NPCIL declines to release nuke safety report
Chennai: Nuclear Power Corporation of India Ltd (NCPIL) has objected to a Central Information Commission (CIC) order for releasing a safety report on the Kudankulam nuclear reactor, saying it is holding it in a fiduciary capacity on behalf of a Russian company, an official said.
NCPIL said it will approach the courts if the Central Information Commission (CIC) turns down its plea on the Kudankulam reactor Safety Analysis Report (SAR).
"The SAR is prepared by the Atomstroyexport and Atomenergoproekt (AEP) of Russia. It is a proprietary document which NPCIL is holding in a fiduciary capacity and cannot be shared with anybody without the consent of the Atomstroyexport and AEP," SK Jain, chairman and managing director of NPCIL, told a news agency.

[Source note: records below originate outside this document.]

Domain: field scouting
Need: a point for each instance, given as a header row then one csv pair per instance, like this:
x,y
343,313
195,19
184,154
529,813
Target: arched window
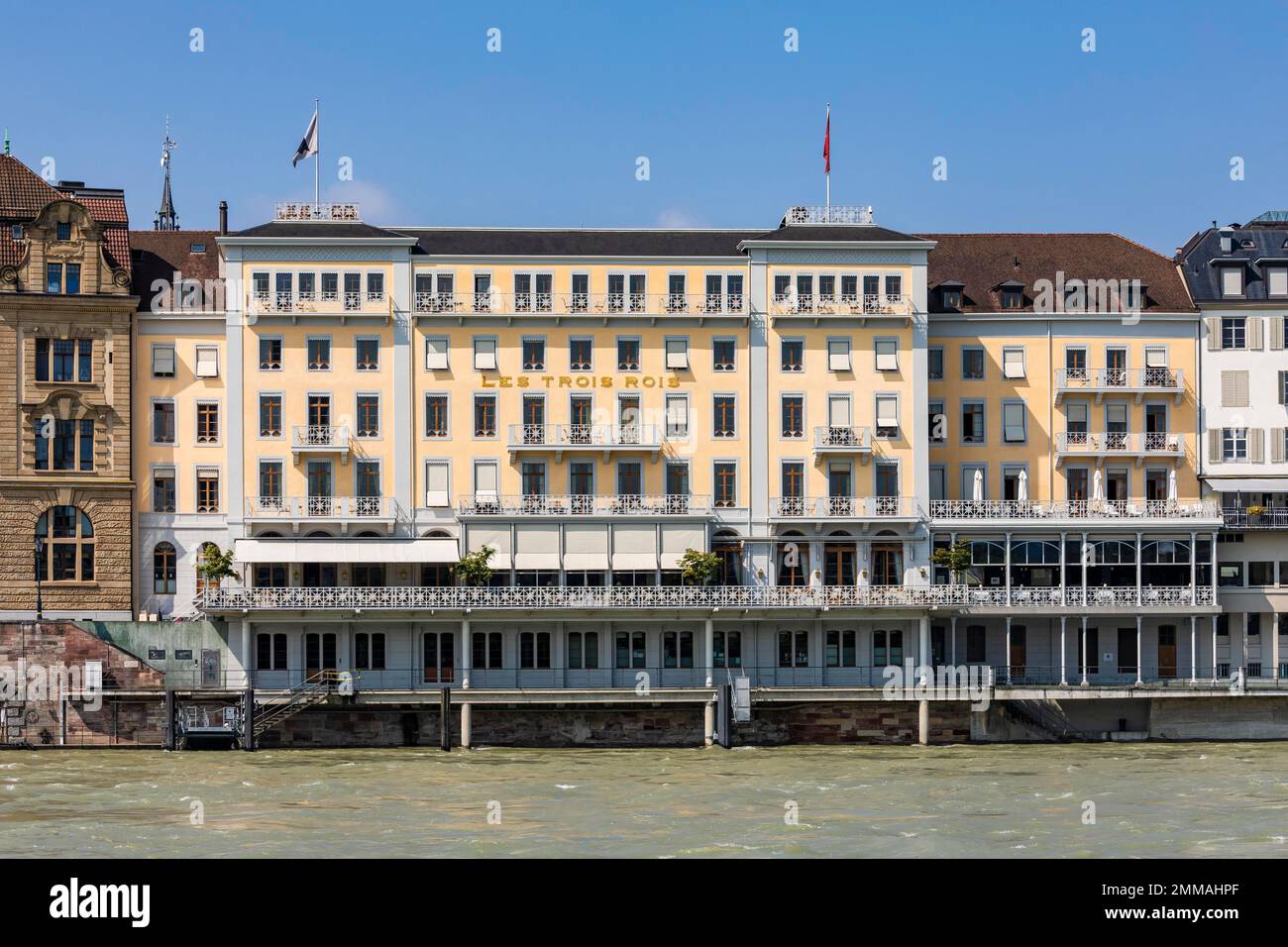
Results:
x,y
65,551
163,573
207,552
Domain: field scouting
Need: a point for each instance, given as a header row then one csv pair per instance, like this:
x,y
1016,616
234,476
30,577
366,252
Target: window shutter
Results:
x,y
1256,445
1234,388
1254,331
1214,325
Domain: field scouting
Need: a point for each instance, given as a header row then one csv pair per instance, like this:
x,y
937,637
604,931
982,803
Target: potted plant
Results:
x,y
954,558
697,567
473,569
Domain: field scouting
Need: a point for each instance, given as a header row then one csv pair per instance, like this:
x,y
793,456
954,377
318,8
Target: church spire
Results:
x,y
166,218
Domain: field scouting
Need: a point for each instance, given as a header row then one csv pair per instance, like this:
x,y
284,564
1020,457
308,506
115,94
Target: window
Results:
x,y
533,355
320,354
1014,424
368,352
725,483
162,361
207,361
65,549
838,355
207,423
935,364
888,355
888,415
484,415
1232,281
207,489
1234,333
794,355
165,574
1013,363
725,423
794,415
973,421
677,416
580,354
162,489
270,415
627,355
724,355
436,415
436,354
270,354
677,355
369,415
162,421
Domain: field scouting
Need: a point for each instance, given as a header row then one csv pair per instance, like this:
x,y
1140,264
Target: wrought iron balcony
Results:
x,y
1120,445
310,510
838,304
831,440
1100,381
816,508
606,438
585,505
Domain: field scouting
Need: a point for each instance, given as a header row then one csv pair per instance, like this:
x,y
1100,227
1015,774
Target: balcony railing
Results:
x,y
1164,445
581,303
844,506
1070,509
640,437
859,304
321,303
584,504
673,596
848,440
329,508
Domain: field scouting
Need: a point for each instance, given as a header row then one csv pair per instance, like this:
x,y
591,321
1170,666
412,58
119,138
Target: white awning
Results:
x,y
428,551
1248,484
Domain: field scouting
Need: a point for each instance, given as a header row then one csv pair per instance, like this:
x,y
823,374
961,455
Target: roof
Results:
x,y
161,254
980,263
1266,240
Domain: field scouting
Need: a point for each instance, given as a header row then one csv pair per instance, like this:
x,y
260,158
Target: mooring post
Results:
x,y
445,720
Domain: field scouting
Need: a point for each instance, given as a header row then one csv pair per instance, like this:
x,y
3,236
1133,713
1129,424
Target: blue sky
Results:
x,y
1038,136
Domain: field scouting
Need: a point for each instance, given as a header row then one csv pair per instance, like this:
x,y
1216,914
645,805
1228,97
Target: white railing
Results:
x,y
583,303
639,436
844,506
828,214
334,508
336,211
1070,509
1121,379
584,504
842,438
668,596
320,436
837,304
1109,442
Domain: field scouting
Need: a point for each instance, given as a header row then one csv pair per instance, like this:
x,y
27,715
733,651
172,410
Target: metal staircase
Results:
x,y
303,696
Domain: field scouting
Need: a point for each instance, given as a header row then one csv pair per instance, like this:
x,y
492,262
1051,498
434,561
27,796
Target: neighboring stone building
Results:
x,y
64,386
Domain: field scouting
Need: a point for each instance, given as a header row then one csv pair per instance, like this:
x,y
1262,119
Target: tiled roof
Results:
x,y
983,262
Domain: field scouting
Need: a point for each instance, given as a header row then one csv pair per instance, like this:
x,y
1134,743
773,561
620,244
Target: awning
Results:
x,y
1248,484
428,551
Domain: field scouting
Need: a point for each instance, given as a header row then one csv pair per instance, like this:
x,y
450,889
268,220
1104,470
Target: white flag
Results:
x,y
309,145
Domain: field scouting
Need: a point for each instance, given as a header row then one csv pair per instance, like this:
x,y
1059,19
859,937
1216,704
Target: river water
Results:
x,y
1150,799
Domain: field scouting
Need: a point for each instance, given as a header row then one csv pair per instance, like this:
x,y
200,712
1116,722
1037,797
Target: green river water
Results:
x,y
1150,799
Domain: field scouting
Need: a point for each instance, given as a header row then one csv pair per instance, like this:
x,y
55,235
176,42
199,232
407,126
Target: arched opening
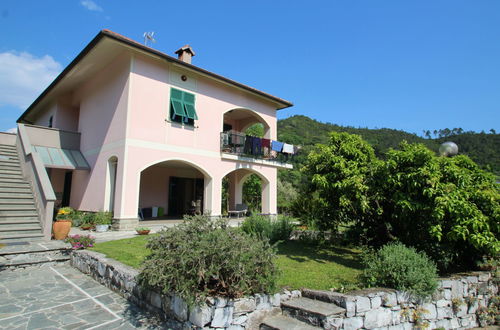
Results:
x,y
109,203
245,187
172,189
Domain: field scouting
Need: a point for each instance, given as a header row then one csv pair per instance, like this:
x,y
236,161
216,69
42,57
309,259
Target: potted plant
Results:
x,y
87,221
62,225
142,230
102,221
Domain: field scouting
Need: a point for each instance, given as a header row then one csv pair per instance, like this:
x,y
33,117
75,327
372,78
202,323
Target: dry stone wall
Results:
x,y
234,314
459,302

Stating that the SAR runs into over 10,000 pages in about 35 volumes, NPCIL has told the CIC that it is willing to show a copy of SAR to it so that it can come to a conclusion as to why the document is classified as proprietary document.
NPCIL charged the CIC of not following a due process of law before pronouncing its order April 30, 2012, under which NPCIL was asked to share by May 25 the Kudankulam Nuclear Power Project's (KNPP) Site Evaluation Report (SER) and the SAR with SP Udayakumar, an applicant under the Right to Information Act.
The CIC had also asked it to upload the two reports on the company's website by May 30.
While NPCIL has shared the SER with Udayakumar - the coordinator of People's Movement Against Nuclear Energy (PMANE) spearheading the movement against the KNPP - it has appealed to the CIC to modify its April 30 order on the grounds that it is holding the SAR in a fiduciary capacity for the Russian equipment supplier and also that due notification procedure was not followed.
NPCIL is putting up the project at Kudankulam in Tirunelveli district around 650 km from here with Russia supplying the entire equipment, including the nuts and bolts, for the reactors and other related systems.
He said the report was prepared by a large number of Russian agencies the cost of which is borne by Atomstroyexport.
According to Jain, the results as claimed in the reports are checked by NPCIL on its computers and also during the cold and hot runs (trial run) of the reactor.
"While giving clearance to KNPP, the Atomic Energy Regulatory Board (AERB) prepares various reports and some are on its website which anybody can access," Jain said.
Jain has already written to the Atomstroyexport's president seeking its concurrence in sharing the SAR with Udayakumar and also uploading it on its website.
According to Jain, NPCIL was not informed by the CIC about Udayakumar's appeals against the company's decision to turn down g his requests for the two documents.
It was only on March 27, 2012, that NPCIL received a notice from the CIC with a direction to address the CIC through video conference April 23, 2012.
NPCIL contends that CIC has not followed the normal procedure in hearing the appeals while deciding on the matter and its April 30 order needs to be reviewed and modified.
Jain agrees with PMANE's charge that the SER is illegible, but he disagrees that it is incomplete.
"The SER was prepared several years ago. It was a typed document and we photocopied it. The full report runs into several hundreds of pages containing several proprietary data. Hence, what will be given out will be the executive summary," Jain said.
He said the SER will be mostly uploaded on NPCIL's website on Saturday.
"NPCIL has blanked out several pages of the SER without any reason. Logically, SER will not have any information related to reactor design. It should supply the full report," Udayakumar told a news agency from Idinthakarai near Kudankulam.